Emmanuel Macron, Président de la République« Si c’était pas la France, vous seriez 10 000 fois plus dans la merde ! »
Une séquence diffusée sur les réseaux sociaux par le média Brut fait particulièrement réagir. On y voit un échange pour le moins enflammé entre Emmanuel Macron et une sinistrée mahoraise, exprimant sa colère un micro à la main. Une fois n’est pas coutume, après avoir tenté de lui arracher le micro des mains, le chef de l’État s’emporte devant les caméras. « Si vous opposez les gens, on est foutus ! Parce que vous êtes contents d’être en France ! Parce que si c’était pas la France, je peux vous dire que vous seriez 10 000 fois plus dans la merde ! », tente-t-il de se faire entendre au milieu du brouhaha. Avant de conclure : « Ça m’énerve, parce que c’est irrespectueux ! ».

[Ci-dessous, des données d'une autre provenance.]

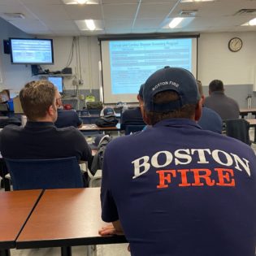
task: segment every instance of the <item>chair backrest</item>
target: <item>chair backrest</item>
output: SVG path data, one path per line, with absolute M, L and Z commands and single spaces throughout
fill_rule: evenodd
M 249 129 L 249 124 L 244 119 L 224 120 L 226 124 L 226 135 L 250 145 Z
M 14 190 L 84 187 L 76 157 L 53 159 L 4 158 Z
M 129 135 L 135 132 L 142 131 L 145 124 L 127 124 L 125 126 L 125 135 Z

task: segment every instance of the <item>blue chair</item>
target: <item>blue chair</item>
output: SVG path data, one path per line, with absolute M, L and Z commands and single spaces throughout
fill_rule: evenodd
M 53 159 L 4 158 L 14 190 L 83 188 L 76 157 Z
M 249 124 L 244 119 L 226 119 L 223 121 L 226 124 L 226 135 L 232 137 L 244 143 L 251 145 L 249 136 Z
M 125 126 L 125 135 L 129 135 L 131 133 L 142 131 L 145 124 L 127 124 Z

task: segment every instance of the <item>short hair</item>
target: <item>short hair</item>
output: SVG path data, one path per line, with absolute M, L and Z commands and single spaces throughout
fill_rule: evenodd
M 180 98 L 179 94 L 175 91 L 163 91 L 154 96 L 153 102 L 157 104 L 164 104 L 170 101 L 176 101 Z M 149 124 L 154 125 L 156 123 L 170 118 L 185 118 L 192 119 L 195 114 L 196 104 L 186 104 L 180 109 L 169 111 L 163 113 L 147 111 L 145 110 L 148 118 Z
M 49 107 L 54 104 L 56 88 L 46 80 L 32 81 L 20 92 L 21 106 L 31 121 L 46 116 Z
M 218 91 L 223 91 L 224 90 L 224 85 L 222 80 L 213 80 L 209 84 L 209 89 L 210 92 L 218 92 Z
M 197 80 L 197 87 L 198 87 L 198 91 L 201 96 L 203 95 L 203 92 L 202 92 L 202 82 L 200 80 Z

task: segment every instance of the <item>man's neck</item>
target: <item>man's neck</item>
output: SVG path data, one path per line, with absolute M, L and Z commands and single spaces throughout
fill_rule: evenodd
M 46 117 L 43 117 L 43 118 L 38 118 L 36 120 L 34 120 L 34 122 L 50 122 L 50 123 L 54 123 L 50 116 L 47 116 L 47 117 L 46 116 Z

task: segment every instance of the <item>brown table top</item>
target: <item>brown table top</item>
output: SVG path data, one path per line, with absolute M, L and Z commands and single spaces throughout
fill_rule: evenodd
M 256 107 L 252 107 L 252 108 L 241 108 L 239 110 L 241 114 L 245 114 L 245 113 L 253 113 L 256 112 Z
M 126 242 L 124 236 L 100 236 L 100 189 L 46 190 L 16 241 L 16 248 Z
M 246 119 L 246 121 L 249 122 L 250 126 L 256 126 L 256 119 Z
M 0 192 L 0 248 L 15 248 L 15 241 L 41 193 L 39 190 Z
M 93 132 L 93 131 L 119 131 L 120 124 L 117 124 L 114 127 L 98 127 L 96 124 L 83 124 L 81 128 L 79 128 L 80 131 Z

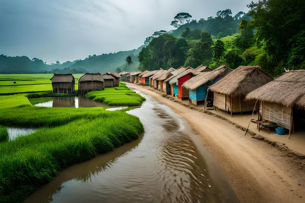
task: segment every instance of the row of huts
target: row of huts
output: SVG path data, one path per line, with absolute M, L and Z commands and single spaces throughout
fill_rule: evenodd
M 305 124 L 305 70 L 273 77 L 258 66 L 233 70 L 200 65 L 168 70 L 125 73 L 125 81 L 150 86 L 190 103 L 214 107 L 231 114 L 256 110 L 262 121 L 275 122 L 291 131 Z
M 104 88 L 118 87 L 121 76 L 116 73 L 106 72 L 103 74 L 97 73 L 86 73 L 78 79 L 78 92 L 87 92 L 103 90 Z M 54 74 L 52 81 L 54 93 L 73 93 L 75 78 L 72 74 Z

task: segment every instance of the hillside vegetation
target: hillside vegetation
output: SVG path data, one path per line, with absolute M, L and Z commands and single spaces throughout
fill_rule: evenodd
M 172 34 L 155 32 L 139 54 L 139 69 L 259 65 L 274 76 L 285 69 L 304 69 L 305 1 L 268 0 L 248 7 L 247 14 L 233 17 L 227 9 L 207 20 L 189 19 Z
M 115 71 L 118 67 L 124 71 L 132 71 L 135 70 L 136 66 L 139 64 L 137 56 L 142 48 L 140 47 L 131 51 L 101 55 L 89 55 L 83 60 L 68 61 L 62 63 L 57 61 L 51 64 L 47 64 L 42 60 L 37 58 L 31 60 L 25 56 L 12 57 L 1 55 L 0 74 L 103 73 L 107 71 Z M 133 65 L 126 65 L 125 59 L 128 55 L 133 59 Z

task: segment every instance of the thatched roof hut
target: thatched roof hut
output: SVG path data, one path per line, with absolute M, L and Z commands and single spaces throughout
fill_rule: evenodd
M 251 99 L 305 110 L 305 70 L 285 72 L 248 94 L 246 100 Z
M 78 90 L 88 92 L 104 90 L 104 79 L 100 73 L 86 73 L 78 80 Z
M 104 87 L 105 88 L 119 86 L 121 76 L 118 73 L 106 72 L 103 74 L 103 76 L 104 77 Z
M 207 72 L 209 71 L 212 71 L 213 69 L 209 66 L 203 66 L 202 65 L 200 65 L 199 66 L 195 69 L 195 71 L 197 72 Z
M 69 94 L 74 92 L 75 78 L 72 74 L 54 74 L 50 80 L 53 93 Z
M 198 102 L 204 101 L 210 86 L 232 71 L 232 69 L 223 65 L 213 71 L 201 72 L 185 82 L 182 85 L 182 88 L 189 90 L 190 102 L 197 105 Z
M 297 128 L 298 124 L 305 125 L 302 121 L 305 120 L 305 70 L 286 72 L 251 92 L 245 99 L 260 101 L 260 112 L 263 120 L 289 129 L 290 138 L 294 125 Z
M 260 66 L 241 66 L 211 86 L 209 90 L 232 96 L 246 95 L 273 79 Z
M 194 90 L 215 78 L 224 76 L 232 70 L 225 65 L 220 66 L 213 71 L 202 72 L 185 82 L 182 87 Z
M 191 68 L 191 67 L 190 67 Z M 196 74 L 196 71 L 192 68 L 187 68 L 169 81 L 169 84 L 172 85 L 173 94 L 180 99 L 189 97 L 189 90 L 182 87 L 182 84 Z
M 150 86 L 150 78 L 149 77 L 157 73 L 160 70 L 163 70 L 162 68 L 160 68 L 159 70 L 156 70 L 154 71 L 147 71 L 144 73 L 141 76 L 141 84 L 142 85 L 145 85 L 147 86 Z
M 245 96 L 272 80 L 260 66 L 241 66 L 212 85 L 208 91 L 213 92 L 215 108 L 229 111 L 232 116 L 233 112 L 252 111 L 255 101 L 245 102 Z

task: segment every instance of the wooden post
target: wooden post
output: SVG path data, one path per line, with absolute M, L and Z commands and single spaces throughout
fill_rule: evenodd
M 208 92 L 207 92 L 207 95 L 206 96 L 206 99 L 205 99 L 205 108 L 204 110 L 206 111 L 207 108 L 207 100 L 208 99 L 208 95 L 209 94 L 209 89 L 208 89 Z
M 288 139 L 290 139 L 290 134 L 291 133 L 291 129 L 292 129 L 292 121 L 293 121 L 293 105 L 291 105 L 291 116 L 290 116 L 290 127 L 289 129 L 289 135 L 288 135 Z
M 233 117 L 233 116 L 232 115 L 232 94 L 231 94 L 230 95 L 230 111 L 231 111 L 231 118 L 232 118 Z

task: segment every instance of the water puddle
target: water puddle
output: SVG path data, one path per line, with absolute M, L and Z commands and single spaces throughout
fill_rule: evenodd
M 122 110 L 123 109 L 125 109 L 128 108 L 128 107 L 115 107 L 115 108 L 108 108 L 108 109 L 106 109 L 106 111 L 119 111 L 119 110 Z
M 6 127 L 9 140 L 13 140 L 20 136 L 24 136 L 34 132 L 36 129 L 22 128 Z
M 42 107 L 109 107 L 100 102 L 93 101 L 83 96 L 60 96 L 29 99 L 31 103 Z
M 138 140 L 64 170 L 24 203 L 238 203 L 190 126 L 147 95 Z

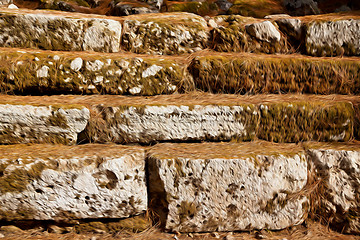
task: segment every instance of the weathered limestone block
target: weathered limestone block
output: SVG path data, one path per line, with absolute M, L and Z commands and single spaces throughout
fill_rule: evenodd
M 129 3 L 129 2 L 112 2 L 114 6 L 110 9 L 109 13 L 112 16 L 129 16 L 133 14 L 146 14 L 146 13 L 158 13 L 159 10 L 153 8 L 147 4 L 140 5 L 139 3 Z M 111 4 L 111 3 L 110 3 Z
M 92 111 L 82 136 L 91 142 L 252 140 L 259 118 L 251 104 L 98 106 Z
M 0 149 L 1 220 L 124 218 L 147 210 L 142 148 L 14 145 Z
M 310 146 L 312 168 L 324 186 L 317 214 L 344 233 L 360 233 L 360 147 Z
M 306 30 L 306 52 L 313 56 L 360 55 L 360 20 L 315 21 Z
M 296 145 L 160 144 L 148 160 L 151 207 L 166 230 L 278 230 L 306 217 L 307 161 Z
M 349 141 L 354 110 L 349 102 L 283 102 L 260 105 L 257 137 L 274 142 Z
M 15 94 L 171 94 L 186 66 L 173 59 L 0 51 L 0 88 Z
M 0 104 L 0 143 L 74 144 L 90 118 L 87 108 Z
M 219 16 L 211 30 L 210 48 L 219 52 L 289 53 L 291 46 L 270 21 L 250 17 Z
M 206 21 L 195 14 L 167 13 L 125 18 L 122 45 L 126 51 L 180 54 L 206 48 Z
M 118 52 L 115 20 L 37 13 L 0 13 L 0 46 L 65 51 Z
M 246 25 L 246 31 L 258 40 L 266 42 L 280 42 L 281 35 L 270 21 Z
M 280 18 L 276 20 L 280 30 L 290 39 L 301 41 L 303 36 L 303 25 L 301 20 L 294 18 Z

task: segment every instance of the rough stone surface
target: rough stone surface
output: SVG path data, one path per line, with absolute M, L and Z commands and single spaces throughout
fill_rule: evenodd
M 209 47 L 219 52 L 291 53 L 286 38 L 270 21 L 240 15 L 217 16 L 219 27 L 210 31 Z
M 0 46 L 118 52 L 121 24 L 109 19 L 0 13 Z
M 0 0 L 0 6 L 1 5 L 8 5 L 8 4 L 11 4 L 11 3 L 13 3 L 12 0 Z
M 304 220 L 307 199 L 291 197 L 307 182 L 303 153 L 271 155 L 263 147 L 262 154 L 246 156 L 232 146 L 238 156 L 226 158 L 213 155 L 228 144 L 204 145 L 160 145 L 150 152 L 149 190 L 165 229 L 278 230 Z
M 299 19 L 281 18 L 276 20 L 280 30 L 286 33 L 288 37 L 292 37 L 298 41 L 302 37 L 302 23 Z
M 147 210 L 143 149 L 45 145 L 39 152 L 16 158 L 2 152 L 2 220 L 124 218 Z
M 92 118 L 86 129 L 92 142 L 252 140 L 259 118 L 253 105 L 98 106 L 93 111 L 101 118 Z
M 314 0 L 284 0 L 284 6 L 292 15 L 319 14 L 317 1 Z
M 270 21 L 264 21 L 261 23 L 253 23 L 246 25 L 246 31 L 253 37 L 261 41 L 279 42 L 281 39 L 280 32 Z
M 139 7 L 130 4 L 124 4 L 119 2 L 111 10 L 110 14 L 113 16 L 129 16 L 133 14 L 146 14 L 146 13 L 158 13 L 158 9 L 151 7 Z
M 319 212 L 344 233 L 360 233 L 360 149 L 309 150 L 316 175 L 322 179 L 325 193 Z
M 360 20 L 310 23 L 306 52 L 314 56 L 360 55 Z
M 206 47 L 206 21 L 195 14 L 147 14 L 124 21 L 125 50 L 146 54 L 180 54 Z
M 0 105 L 0 143 L 74 144 L 90 117 L 87 108 Z
M 0 51 L 0 61 L 0 89 L 15 94 L 171 94 L 191 80 L 166 58 Z

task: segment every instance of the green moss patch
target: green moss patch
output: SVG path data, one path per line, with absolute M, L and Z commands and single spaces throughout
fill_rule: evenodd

🇾🇹 Le président français Emmanuel Macron a été hué et pris à partie jeudi soir par une foule en colère à Mayotte, archipel dévasté par le cyclone Chido #AFPVertical ⤵️ pic.twitter.com/tO4wWvyAkI
— Agence France-Presse (@afpfr) December 20, 2024
« Aurait-il fait ce genre de remarques à des habitants d’un département de l’Hexagone qui auraient été victimes d’une telle catastrophe ? », s’interrogeait France Télévisions le lendemain de ce coup de sang présidentiel.
Dans le département le plus pauvre de France, l’ampleur du cyclone a souvent semé la désolation. Plus de 100 000 habitants, soit un tiers de la population, vivaient dans des habitations précaires selon La Dépêche. Près d’une semaine après le passage du cyclone, l’eau et l’électricité manquent toujours cruellement. Elles seront rétablies au mieux ce vendredi pour certaines communes, pour d’autres, il faudra attendre au minimum « plusieurs semaines ».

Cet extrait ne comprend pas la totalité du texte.